Two stale-test traps surfaced once the masking failure was fixed (a `mode: 'serial'` file
hides every test after the first failure, so fixing one unmasks the next):

- **Hard-coded amounts per table row index** (`openEditModal(page, 3)` then
  `expect(amount).toBeCloseTo(400)`) break because same-date seed transactions have no
  pinned row order. Read the actual value (e.g. the grid's `.account-grand-total-row`)
  instead of hard-coding.
- **Helpers that navigate the old multi-step wizard** (`click('button:has-text("Transaction
  Actions")')`) hang once the modal is single-page. Drop the navigation; the action tabs
  are present immediately.

## Flat decode leaks stray form fields into the saved entity (the `method` 500)

Dropping the wizard's `step-params[...]` field-name prefix and decoding posted params
**straight into the form schema** means the decode now captures **every** posted field, not
just the namespaced ones. A single stray field breaks the save:

- The tab switcher is `(com/button-group {:name "method"} …)`, which emits
  `<input type="hidden" name="method">`. Under the wizard, `method` lived *outside*
  `step-params[...]` so it never entered the decoded map. After the rename it decodes to
  `:method ""` (malli `:map` is open and passes unknown keys), rides into `snapshot` →
  `tx-data`, and `:upsert-transaction` rejects it → **HTTP 500 on save**.
- Symptom: the save POST fires (confirm with a `println` in the submit handler) but the
  modal never closes, because the 500 trips `htmx:response-error`. The server error may go
  to mulog, not stdout — an empty stdout log does **not** mean "no error." Reproduce the
  exact POST with `curl` (add/remove one field) to isolate the offender fast.

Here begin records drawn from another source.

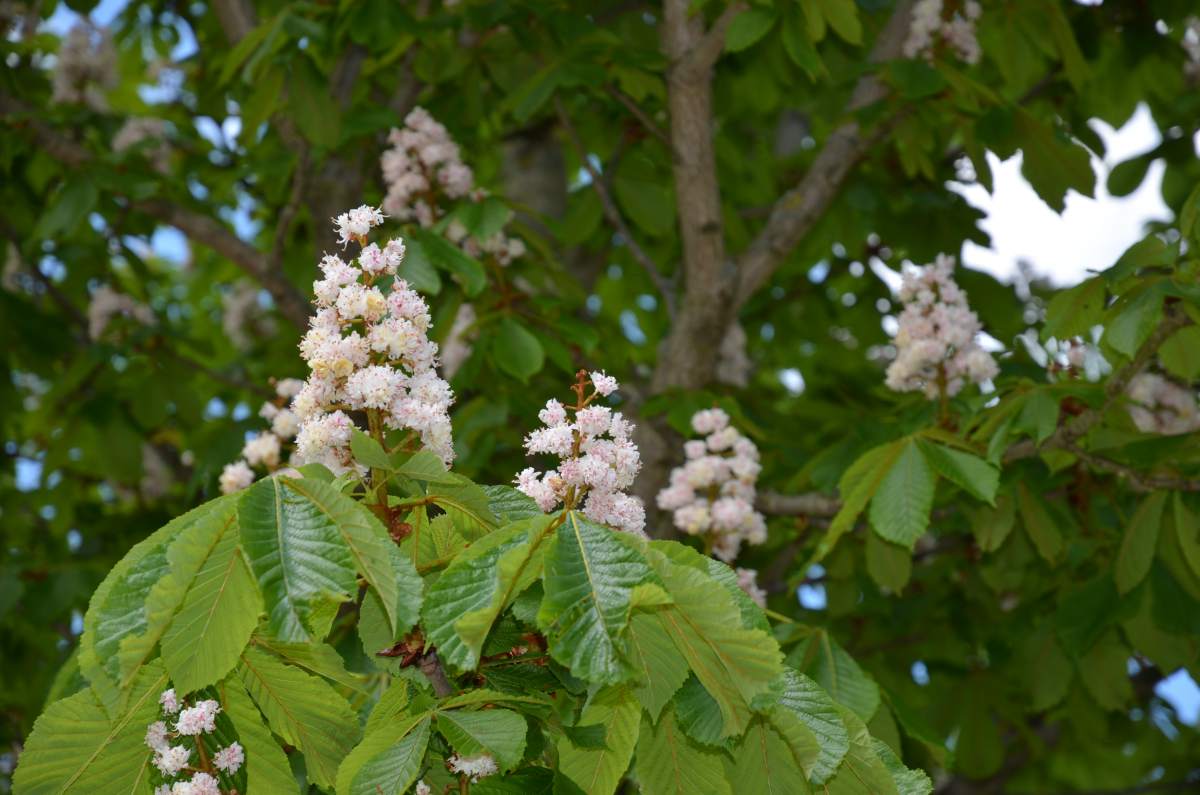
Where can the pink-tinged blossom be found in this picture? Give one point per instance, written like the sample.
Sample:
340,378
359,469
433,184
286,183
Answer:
937,348
598,464
231,758
198,719
172,759
713,492
169,701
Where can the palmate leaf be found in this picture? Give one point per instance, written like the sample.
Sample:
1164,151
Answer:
597,771
76,746
588,580
671,764
219,610
735,664
267,765
299,556
117,614
498,733
479,585
304,710
388,759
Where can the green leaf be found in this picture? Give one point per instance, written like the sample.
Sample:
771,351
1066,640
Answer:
1053,163
889,565
763,763
267,765
900,506
69,208
124,623
660,669
499,733
972,473
823,658
311,105
597,771
298,554
517,351
479,585
1074,311
589,580
843,17
305,711
813,706
219,611
671,764
1039,525
388,759
857,486
735,664
76,747
447,256
1139,543
1181,353
748,28
1187,530
369,452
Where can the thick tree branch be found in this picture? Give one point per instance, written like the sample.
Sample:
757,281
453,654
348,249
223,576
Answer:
666,290
802,207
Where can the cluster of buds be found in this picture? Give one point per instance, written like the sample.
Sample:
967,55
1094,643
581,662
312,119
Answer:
173,746
424,169
933,22
598,458
85,69
369,351
712,495
936,344
1158,405
263,453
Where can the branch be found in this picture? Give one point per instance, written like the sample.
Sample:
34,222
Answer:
802,207
613,214
201,228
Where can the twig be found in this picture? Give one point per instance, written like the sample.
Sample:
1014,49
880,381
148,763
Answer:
613,214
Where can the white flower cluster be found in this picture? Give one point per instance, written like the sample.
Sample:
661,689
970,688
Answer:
423,167
265,450
713,494
137,130
174,759
593,471
423,162
369,351
930,23
243,318
473,767
1158,405
936,346
85,67
748,580
107,303
1074,357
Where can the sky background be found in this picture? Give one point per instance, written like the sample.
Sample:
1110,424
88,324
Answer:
1089,235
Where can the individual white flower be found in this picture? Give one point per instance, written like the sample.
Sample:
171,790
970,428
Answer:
473,767
235,477
169,701
156,736
231,758
937,348
198,719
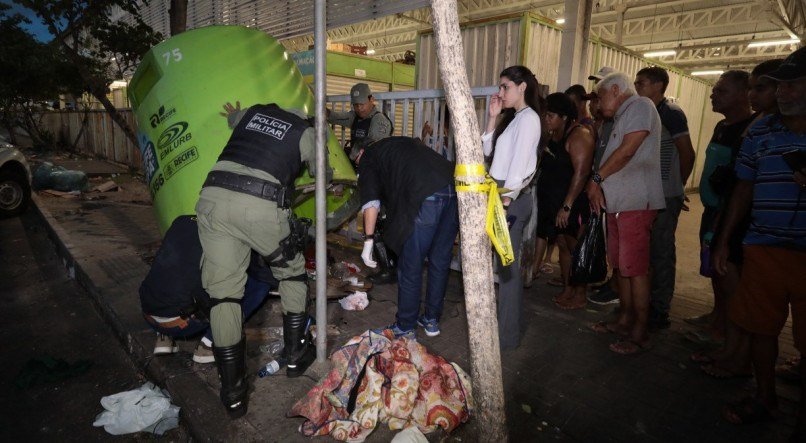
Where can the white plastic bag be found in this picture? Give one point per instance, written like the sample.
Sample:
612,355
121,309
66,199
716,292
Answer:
147,408
356,301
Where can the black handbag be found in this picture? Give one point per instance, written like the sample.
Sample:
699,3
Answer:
589,261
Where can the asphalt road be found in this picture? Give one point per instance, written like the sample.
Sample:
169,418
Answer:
43,313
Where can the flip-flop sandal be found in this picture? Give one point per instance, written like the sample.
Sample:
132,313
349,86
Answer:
632,347
721,373
701,357
746,411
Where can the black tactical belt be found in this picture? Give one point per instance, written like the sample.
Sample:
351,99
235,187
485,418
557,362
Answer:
249,185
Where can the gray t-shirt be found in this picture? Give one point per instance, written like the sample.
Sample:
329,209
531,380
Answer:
637,185
674,124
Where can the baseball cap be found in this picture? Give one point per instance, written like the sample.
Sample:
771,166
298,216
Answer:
577,90
601,73
360,93
793,67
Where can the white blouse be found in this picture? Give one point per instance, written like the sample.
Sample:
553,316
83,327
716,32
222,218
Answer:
515,157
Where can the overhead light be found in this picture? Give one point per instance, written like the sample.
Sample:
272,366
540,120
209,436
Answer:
663,53
773,43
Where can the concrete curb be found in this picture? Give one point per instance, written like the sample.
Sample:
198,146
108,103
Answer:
201,413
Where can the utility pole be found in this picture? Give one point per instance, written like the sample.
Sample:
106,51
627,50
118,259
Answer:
477,264
178,14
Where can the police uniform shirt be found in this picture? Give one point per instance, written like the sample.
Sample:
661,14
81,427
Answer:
307,150
380,126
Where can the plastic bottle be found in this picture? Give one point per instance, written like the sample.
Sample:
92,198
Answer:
272,348
272,367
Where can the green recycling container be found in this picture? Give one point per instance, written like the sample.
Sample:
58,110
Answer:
177,95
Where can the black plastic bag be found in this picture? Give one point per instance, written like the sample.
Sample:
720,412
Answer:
589,261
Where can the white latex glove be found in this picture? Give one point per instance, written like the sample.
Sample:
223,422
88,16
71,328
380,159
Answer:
366,254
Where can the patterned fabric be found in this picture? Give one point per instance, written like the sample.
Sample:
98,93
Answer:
403,385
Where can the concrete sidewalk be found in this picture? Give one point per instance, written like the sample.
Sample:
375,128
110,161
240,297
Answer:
562,383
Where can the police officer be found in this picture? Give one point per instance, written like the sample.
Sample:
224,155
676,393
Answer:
244,205
367,125
173,300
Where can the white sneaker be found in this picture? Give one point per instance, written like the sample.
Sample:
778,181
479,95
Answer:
204,352
165,345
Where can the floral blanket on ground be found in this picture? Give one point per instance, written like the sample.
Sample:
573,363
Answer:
398,383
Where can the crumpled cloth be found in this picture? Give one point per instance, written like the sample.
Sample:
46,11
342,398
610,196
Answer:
147,408
403,386
357,301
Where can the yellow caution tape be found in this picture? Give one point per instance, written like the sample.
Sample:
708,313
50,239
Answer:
496,225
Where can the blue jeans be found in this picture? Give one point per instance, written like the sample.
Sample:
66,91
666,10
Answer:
254,293
434,232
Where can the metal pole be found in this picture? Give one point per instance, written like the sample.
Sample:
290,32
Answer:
320,45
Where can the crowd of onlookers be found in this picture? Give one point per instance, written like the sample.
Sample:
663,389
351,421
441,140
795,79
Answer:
627,157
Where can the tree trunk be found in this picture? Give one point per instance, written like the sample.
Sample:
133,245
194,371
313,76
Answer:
178,13
477,270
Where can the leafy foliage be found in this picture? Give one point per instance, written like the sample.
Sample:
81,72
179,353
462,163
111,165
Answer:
97,46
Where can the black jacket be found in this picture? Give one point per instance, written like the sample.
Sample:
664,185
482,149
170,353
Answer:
401,172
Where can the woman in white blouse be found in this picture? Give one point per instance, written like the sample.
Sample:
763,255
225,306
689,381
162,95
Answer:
512,139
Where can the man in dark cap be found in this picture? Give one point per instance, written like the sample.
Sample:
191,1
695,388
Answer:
771,173
367,125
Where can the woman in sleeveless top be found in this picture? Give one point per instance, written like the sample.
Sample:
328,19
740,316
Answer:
566,166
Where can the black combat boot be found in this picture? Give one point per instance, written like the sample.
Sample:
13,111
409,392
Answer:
299,348
387,272
231,362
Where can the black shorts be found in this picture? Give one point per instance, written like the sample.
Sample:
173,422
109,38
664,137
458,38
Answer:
547,217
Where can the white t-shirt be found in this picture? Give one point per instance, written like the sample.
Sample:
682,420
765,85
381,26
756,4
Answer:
515,157
637,185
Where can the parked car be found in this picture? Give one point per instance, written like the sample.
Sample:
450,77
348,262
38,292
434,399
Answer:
15,180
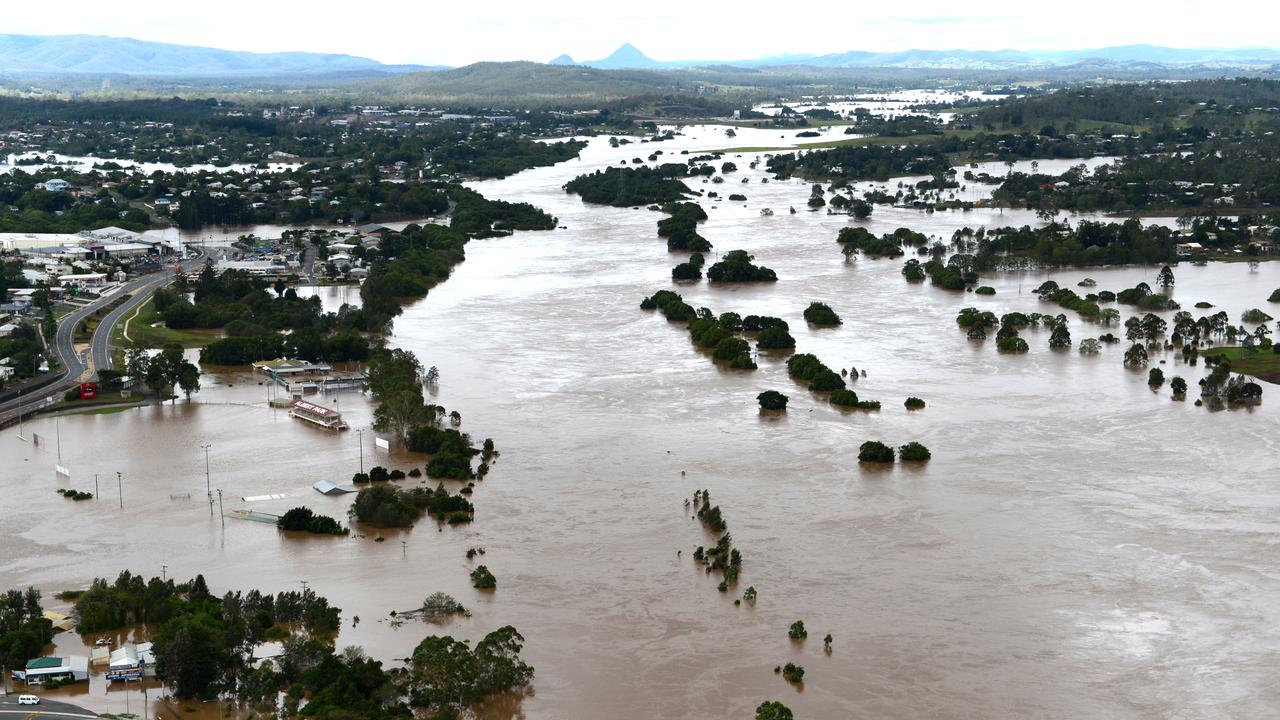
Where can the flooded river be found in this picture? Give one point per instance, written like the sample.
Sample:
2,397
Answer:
1079,546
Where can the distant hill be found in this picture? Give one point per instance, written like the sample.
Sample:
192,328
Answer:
627,57
530,82
73,54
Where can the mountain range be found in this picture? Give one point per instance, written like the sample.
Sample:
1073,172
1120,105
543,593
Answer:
83,55
627,57
91,54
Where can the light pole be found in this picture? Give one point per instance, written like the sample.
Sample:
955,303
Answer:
208,491
361,433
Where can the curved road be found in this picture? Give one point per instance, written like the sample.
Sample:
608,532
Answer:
73,364
9,707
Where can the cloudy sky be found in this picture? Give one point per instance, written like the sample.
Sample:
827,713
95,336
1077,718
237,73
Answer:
455,33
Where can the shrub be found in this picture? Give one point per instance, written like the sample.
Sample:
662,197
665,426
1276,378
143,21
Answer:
1136,356
74,493
821,314
483,579
874,451
773,710
1011,345
772,400
304,519
775,337
438,606
736,267
914,452
686,272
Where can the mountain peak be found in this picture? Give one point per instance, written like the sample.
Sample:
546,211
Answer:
626,57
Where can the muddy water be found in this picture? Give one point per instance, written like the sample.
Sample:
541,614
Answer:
1078,547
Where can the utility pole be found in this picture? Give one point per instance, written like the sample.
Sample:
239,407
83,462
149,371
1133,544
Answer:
208,491
361,433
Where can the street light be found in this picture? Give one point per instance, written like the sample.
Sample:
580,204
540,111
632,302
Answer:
361,433
208,491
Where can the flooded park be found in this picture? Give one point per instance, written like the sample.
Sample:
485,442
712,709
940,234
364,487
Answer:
1079,545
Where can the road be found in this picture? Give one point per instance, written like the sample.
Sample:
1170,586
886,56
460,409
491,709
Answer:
72,364
9,707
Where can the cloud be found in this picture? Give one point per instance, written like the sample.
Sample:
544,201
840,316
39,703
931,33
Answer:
667,30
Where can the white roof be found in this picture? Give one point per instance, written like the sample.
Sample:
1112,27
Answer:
28,240
113,232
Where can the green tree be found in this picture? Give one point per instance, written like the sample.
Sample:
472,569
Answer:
190,655
773,710
772,400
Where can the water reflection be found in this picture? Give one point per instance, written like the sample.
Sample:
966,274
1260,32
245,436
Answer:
1077,547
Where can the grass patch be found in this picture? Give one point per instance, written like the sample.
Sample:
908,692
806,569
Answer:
1262,364
144,331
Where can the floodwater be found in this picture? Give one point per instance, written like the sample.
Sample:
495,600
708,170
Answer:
1079,546
85,163
887,104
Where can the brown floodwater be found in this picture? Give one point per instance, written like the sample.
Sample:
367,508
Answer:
1079,546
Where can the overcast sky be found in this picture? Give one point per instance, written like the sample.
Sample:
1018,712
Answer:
456,33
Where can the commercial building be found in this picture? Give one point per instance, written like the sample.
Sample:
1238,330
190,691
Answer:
73,668
318,414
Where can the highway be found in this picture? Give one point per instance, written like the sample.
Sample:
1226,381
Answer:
72,364
9,707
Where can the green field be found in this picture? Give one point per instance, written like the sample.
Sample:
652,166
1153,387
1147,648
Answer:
1262,364
142,328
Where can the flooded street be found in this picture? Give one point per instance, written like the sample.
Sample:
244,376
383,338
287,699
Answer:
1079,546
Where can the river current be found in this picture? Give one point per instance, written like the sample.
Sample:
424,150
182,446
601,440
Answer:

**Fix:** strip the decoded map to the schema's known top-level keys before threading on
(`select-keys decoded edit-form-keys`); keep that allowlist next to the schema. Nested
account sub-maps decode fine — only the top level needs the guard.

## REPL reload does not refresh a running jetty's routes — restart the JVM

`handler/match->handler-lookup` is a top-level `def` capturing `(merge ssr/key->handler …)`
at load, through a chain of module-level `def`s (`edit` → `ssr.transaction` → `ssr.core` →
`handler`). Reloading the leaf `edit.clj` updates it but **not** the captured merges, and a
jetty started `(run-jetty app …)` holds a static `app` that doesn't re-deref the lookup per
request. Net: after a handler/route/record change, an already-running dev server keeps
serving the **old** code — `curl` shows the pre-change response (e.g. the old wizard
transitioner) while your REPL renders the new one. **Restart in a fresh JVM** for
route/record/middleware changes. For e2e, the Playwright test server
(`lein run -m auto-ap.test-server`) is a fresh JVM compiling from disk — but kill any stale
`:3333` first (`reuseExistingServer` reuses it), and kill **by port**
(`ss -tlnp | grep :3333`), never `pkill -f test-server` (it matches its own command line).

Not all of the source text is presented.